Harry Hart (Colin Firth) is part of a top secret spy organisation. Tasked with recruiting suitable candidates, he meets Gary (Taron Egerton). A tough street kid, Gary’s roughish demeanour hides a calculating mind. Seeing much potential, Harry begins training his new apprentice. This can’t come soon enough when evil billionaire Richmond Valentine (Samuel L Jackson) threatens the world order. Quickly learning the ways of espionage, Gary sets his sights in becoming an agent worthy of valour.
Having directed ‘Kick-Ass’ and ‘X-Men: First Class’, Matthew Vaughn is an expert at comic-book movies. ‘Kingsman: The Secret Service’ cements his fine reputation. Fully embracing the outlandish story’s possibilities, he revels in the absurd situations and crisply written dialogue. There’s a confident swagger about the script without being too clever. He is ably assisted by the actors who throw themselves into this outrageous scenario with gusto.

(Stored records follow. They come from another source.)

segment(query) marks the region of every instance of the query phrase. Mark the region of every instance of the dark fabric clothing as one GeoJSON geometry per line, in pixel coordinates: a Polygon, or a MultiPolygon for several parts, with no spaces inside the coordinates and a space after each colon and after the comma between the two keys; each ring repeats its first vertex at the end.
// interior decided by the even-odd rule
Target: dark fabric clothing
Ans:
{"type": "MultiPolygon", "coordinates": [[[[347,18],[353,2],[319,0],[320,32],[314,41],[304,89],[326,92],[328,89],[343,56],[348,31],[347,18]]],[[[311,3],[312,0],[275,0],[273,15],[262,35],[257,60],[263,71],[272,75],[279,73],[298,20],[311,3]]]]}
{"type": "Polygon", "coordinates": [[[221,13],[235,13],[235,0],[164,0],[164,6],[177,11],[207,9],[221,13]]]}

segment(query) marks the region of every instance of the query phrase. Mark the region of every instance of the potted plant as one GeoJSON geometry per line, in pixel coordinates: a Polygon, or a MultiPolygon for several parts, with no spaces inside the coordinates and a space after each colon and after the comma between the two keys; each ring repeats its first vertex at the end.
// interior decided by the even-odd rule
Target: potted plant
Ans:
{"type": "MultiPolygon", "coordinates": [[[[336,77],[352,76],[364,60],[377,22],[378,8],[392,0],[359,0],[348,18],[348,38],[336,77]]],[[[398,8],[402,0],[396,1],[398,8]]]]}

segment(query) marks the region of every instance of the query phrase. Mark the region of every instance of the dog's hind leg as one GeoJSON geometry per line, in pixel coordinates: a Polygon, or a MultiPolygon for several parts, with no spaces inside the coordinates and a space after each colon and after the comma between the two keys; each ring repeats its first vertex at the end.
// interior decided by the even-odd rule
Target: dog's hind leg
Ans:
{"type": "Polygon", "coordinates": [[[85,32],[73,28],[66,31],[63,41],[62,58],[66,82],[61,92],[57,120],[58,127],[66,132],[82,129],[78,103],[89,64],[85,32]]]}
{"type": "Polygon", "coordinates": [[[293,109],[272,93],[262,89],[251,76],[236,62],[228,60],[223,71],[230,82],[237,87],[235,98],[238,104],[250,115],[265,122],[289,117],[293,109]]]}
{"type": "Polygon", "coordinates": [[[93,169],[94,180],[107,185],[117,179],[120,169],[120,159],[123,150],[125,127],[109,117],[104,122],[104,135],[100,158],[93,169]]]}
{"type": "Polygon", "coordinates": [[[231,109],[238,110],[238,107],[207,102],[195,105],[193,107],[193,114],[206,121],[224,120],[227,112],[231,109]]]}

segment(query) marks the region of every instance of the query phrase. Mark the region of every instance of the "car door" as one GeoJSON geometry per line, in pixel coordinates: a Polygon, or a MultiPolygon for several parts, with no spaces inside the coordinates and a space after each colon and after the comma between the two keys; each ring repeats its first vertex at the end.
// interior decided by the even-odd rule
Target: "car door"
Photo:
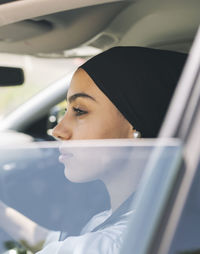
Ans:
{"type": "Polygon", "coordinates": [[[155,148],[121,253],[200,253],[199,126],[200,30],[157,141],[177,140],[180,150],[167,165],[166,151],[155,148]]]}

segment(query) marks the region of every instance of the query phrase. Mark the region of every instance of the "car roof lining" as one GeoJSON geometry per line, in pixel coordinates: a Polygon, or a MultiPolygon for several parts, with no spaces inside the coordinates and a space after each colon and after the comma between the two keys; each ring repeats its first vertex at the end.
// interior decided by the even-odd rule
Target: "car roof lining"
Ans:
{"type": "MultiPolygon", "coordinates": [[[[41,2],[43,7],[47,1],[51,2],[34,1],[41,2]]],[[[25,1],[13,4],[18,2],[25,1]]],[[[28,20],[0,27],[1,52],[63,56],[64,50],[80,45],[103,50],[115,45],[136,45],[188,52],[200,23],[199,0],[182,0],[181,5],[180,0],[105,0],[100,5],[94,0],[86,0],[84,4],[64,2],[54,3],[52,14],[38,16],[37,10],[37,15],[29,16],[28,20]],[[15,37],[10,38],[11,35],[15,37]]],[[[49,13],[50,9],[45,12],[49,13]]],[[[15,19],[18,18],[17,14],[15,19]]],[[[3,17],[0,25],[2,20],[3,17]]],[[[9,24],[10,20],[6,22],[9,24]]]]}

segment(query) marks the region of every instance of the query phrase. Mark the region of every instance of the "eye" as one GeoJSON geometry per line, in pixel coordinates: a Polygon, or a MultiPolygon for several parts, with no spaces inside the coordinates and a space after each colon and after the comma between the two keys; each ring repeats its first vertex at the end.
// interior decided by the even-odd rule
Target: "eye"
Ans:
{"type": "Polygon", "coordinates": [[[76,116],[81,116],[81,115],[84,115],[84,114],[87,114],[88,112],[85,111],[85,110],[82,110],[80,108],[75,108],[73,107],[73,111],[75,112],[75,115],[76,116]]]}

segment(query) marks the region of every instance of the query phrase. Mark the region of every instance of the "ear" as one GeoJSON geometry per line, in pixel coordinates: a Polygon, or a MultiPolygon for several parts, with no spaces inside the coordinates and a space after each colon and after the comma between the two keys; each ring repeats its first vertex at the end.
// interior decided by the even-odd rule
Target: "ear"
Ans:
{"type": "Polygon", "coordinates": [[[141,138],[141,133],[133,128],[133,138],[141,138]]]}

‘Kingsman: The Secret Service’ doesn’t take itself too seriously and nor does it attempt to be a ‘worthy film’. It is a straight-up thrill ride of brilliantly staged action scenes with easily identifiable characters. The cinematography is a major plus with each scene shown in broad comic-book strokes full of colourful vitality. Fans of Bond, Bourne and other spies will receive a kick out of the small nods to other thriller films while it delivers its own brand of secret agent hijinks.
After a slew of similar genre films not cutting the mustard, ‘Kingsman: The Secret Service’ delivers the goods. Fun, vibrant and exciting, hopefully others will take a leaf out of its book by remembering to add some lush colours to the usual formula.